In other words, older generations could expect to work for the same company over the course of their careers and receive pension payments when they retired. The same cannot be said for younger generations, as pensions for the most part have gone extinct.
Although most Gen Zers and millennials don’t expect a pension, the fact that retirement is decades away is probably why many haven’t given thought to saving for it. But the sooner they start saving, the more time their money has to grow and compound and sustain them through their retirement years.
How To Start Saving for Retirement
The best time to start saving for retirement is when you get your first full-time job. That being said, if you haven’t started saving for retirement yet at age 40 or 50, it’s not too late to start.
Saving for retirement can be daunting. With all your other financial responsibilities, you might not want to set aside money for something that seems so far away.
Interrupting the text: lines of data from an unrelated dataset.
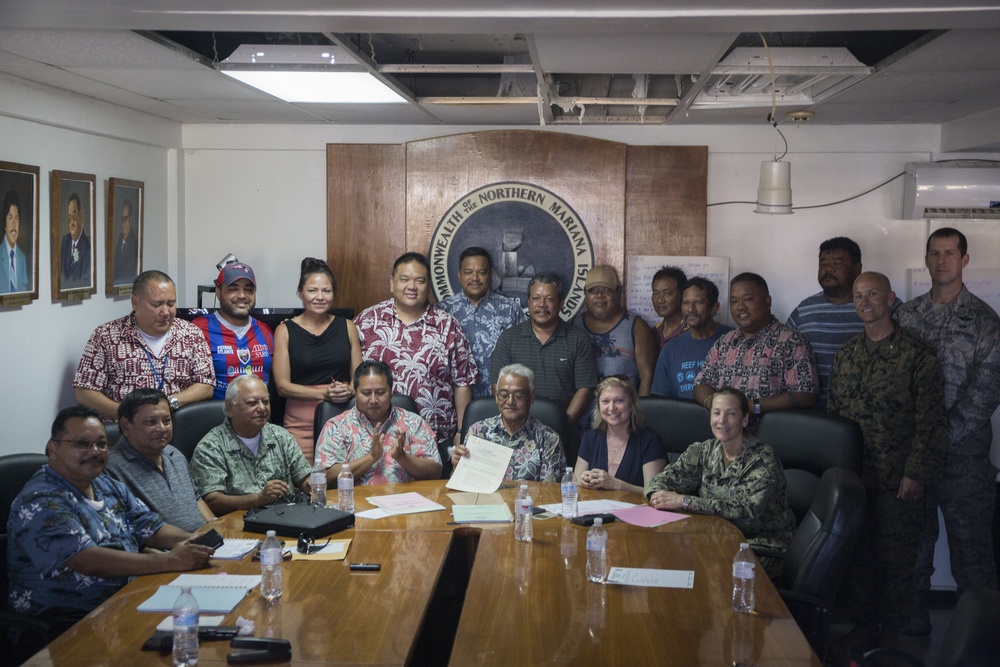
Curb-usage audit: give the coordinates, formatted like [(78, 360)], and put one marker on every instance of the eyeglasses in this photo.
[(518, 396), (307, 545), (85, 445)]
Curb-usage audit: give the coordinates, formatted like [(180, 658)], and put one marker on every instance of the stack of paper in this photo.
[(215, 593), (482, 514), (405, 503), (235, 549)]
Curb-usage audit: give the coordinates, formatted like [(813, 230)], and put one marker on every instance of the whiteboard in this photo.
[(984, 283), (642, 268)]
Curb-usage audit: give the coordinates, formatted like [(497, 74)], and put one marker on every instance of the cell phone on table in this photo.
[(212, 539)]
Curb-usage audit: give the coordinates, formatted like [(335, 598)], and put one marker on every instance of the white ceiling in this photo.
[(101, 48)]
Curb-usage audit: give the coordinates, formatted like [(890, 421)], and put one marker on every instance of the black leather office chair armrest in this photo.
[(888, 656), (12, 619)]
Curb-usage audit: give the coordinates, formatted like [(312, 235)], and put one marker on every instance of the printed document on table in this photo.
[(638, 576), (483, 469)]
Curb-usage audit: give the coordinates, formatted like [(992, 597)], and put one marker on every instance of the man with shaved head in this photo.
[(889, 382)]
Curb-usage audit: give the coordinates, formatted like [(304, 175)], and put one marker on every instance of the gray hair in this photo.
[(234, 388), (518, 370)]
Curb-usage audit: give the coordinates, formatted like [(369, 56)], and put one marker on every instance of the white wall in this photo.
[(54, 130), (259, 191)]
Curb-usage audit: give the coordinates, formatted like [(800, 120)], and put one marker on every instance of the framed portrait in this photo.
[(19, 224), (72, 212), (123, 235)]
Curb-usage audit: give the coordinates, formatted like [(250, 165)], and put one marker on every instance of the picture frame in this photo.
[(123, 235), (73, 269), (19, 189)]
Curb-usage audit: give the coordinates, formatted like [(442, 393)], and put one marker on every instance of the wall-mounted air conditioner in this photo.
[(951, 190)]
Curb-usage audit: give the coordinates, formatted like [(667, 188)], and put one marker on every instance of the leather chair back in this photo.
[(193, 421), (326, 411), (808, 442), (15, 470), (678, 423)]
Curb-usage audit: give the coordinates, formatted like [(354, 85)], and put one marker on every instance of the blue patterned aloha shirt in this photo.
[(538, 453), (51, 521), (483, 324)]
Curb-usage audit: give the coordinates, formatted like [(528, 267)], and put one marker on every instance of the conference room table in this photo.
[(520, 603)]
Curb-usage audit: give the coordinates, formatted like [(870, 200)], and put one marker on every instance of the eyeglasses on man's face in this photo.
[(85, 445)]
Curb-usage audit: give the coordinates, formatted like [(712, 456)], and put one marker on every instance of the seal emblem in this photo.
[(526, 229)]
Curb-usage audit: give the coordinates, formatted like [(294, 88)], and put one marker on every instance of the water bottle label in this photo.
[(270, 557), (185, 620)]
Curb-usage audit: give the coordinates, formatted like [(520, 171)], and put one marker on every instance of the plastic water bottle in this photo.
[(185, 615), (523, 506), (744, 570), (345, 489), (571, 495), (597, 552), (317, 480), (270, 567)]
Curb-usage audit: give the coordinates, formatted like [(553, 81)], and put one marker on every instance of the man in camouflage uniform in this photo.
[(890, 383), (965, 334)]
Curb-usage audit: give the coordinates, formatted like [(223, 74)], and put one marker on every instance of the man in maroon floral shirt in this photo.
[(425, 347)]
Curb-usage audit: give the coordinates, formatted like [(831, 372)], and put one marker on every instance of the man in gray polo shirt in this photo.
[(561, 356), (154, 470)]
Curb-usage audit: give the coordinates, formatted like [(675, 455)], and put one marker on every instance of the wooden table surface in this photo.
[(329, 614), (526, 604)]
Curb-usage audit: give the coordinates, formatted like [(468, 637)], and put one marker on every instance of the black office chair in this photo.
[(326, 411), (193, 421), (15, 470), (971, 640), (677, 422), (114, 432), (808, 442), (820, 552)]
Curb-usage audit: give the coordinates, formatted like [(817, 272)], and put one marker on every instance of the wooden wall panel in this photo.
[(665, 210), (588, 173), (366, 224)]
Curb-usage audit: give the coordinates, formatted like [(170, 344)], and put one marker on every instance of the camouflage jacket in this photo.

That being said, you might be surprised by how manageable saving for retirement can be if you break it down into bite-sized goals and automate it.
The 12% Rule
For Gen Zers looking to start saving for retirement, financial experts recommend staying disciplined about setting aside a percentage of your paycheck every month.
“Ideally, when someone starts their first full-time employment, they will start saving 12% toward retirement,” said Tommy Thompson Jr., CFP® with Innovative Financial Group. “The more time your savings have to compound, the greater your chances of a financially sound retirement.”
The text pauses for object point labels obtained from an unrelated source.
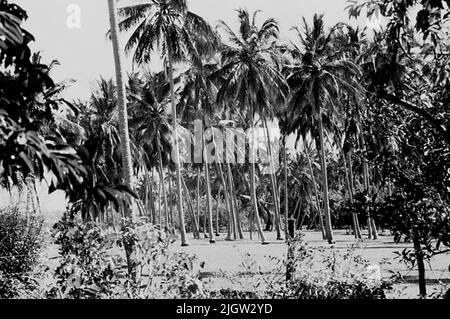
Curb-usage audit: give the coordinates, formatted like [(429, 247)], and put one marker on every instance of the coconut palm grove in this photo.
[(233, 160)]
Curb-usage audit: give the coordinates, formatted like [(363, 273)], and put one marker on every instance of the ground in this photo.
[(225, 258), (228, 257)]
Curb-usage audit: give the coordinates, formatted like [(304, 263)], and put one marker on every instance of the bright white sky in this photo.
[(85, 54)]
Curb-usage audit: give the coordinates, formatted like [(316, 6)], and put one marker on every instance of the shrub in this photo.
[(86, 270), (330, 274), (92, 265), (21, 238)]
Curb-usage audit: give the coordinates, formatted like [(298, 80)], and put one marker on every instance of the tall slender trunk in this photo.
[(208, 193), (162, 177), (227, 202), (420, 262), (150, 204), (127, 168), (253, 184), (232, 204), (286, 191), (198, 198), (316, 193), (234, 201), (158, 200), (356, 228), (372, 229), (273, 184), (218, 200), (184, 241), (326, 204), (191, 210)]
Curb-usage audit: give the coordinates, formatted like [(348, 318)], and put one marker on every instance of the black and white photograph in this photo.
[(226, 157)]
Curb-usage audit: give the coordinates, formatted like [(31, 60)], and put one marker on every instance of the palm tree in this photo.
[(317, 78), (253, 82), (179, 35), (127, 169), (197, 97)]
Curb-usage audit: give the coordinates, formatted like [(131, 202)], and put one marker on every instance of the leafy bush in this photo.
[(333, 275), (86, 269), (92, 266), (20, 242), (323, 274)]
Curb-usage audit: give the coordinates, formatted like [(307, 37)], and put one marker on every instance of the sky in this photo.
[(85, 53)]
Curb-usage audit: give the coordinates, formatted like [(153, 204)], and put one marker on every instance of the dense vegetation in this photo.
[(369, 110)]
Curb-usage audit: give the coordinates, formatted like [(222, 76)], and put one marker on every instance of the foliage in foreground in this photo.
[(20, 243), (90, 268)]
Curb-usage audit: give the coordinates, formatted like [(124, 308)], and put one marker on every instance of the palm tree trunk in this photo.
[(162, 177), (253, 184), (273, 185), (420, 262), (208, 193), (198, 200), (218, 212), (184, 241), (158, 200), (373, 234), (356, 228), (286, 192), (127, 168), (171, 219), (316, 193), (191, 210), (234, 201), (228, 202), (326, 206)]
Take Advantage of Employer-Sponsored Plans
An easy way to set aside a percentage of your check for retirement is through an employer’s retirement program, such as a 401(k) account.
“Perhaps the worst financial mistake anyone can make is turning down free money,” Johnson said. “If one does not contribute enough in a 401(k) plan that has a company match to earn that match, one is basically turning down free money.”
Increase Your Contributions
Increasing your retirement contributions becomes particularly important in your 40s and 50s — especially if you haven’t started saving yet.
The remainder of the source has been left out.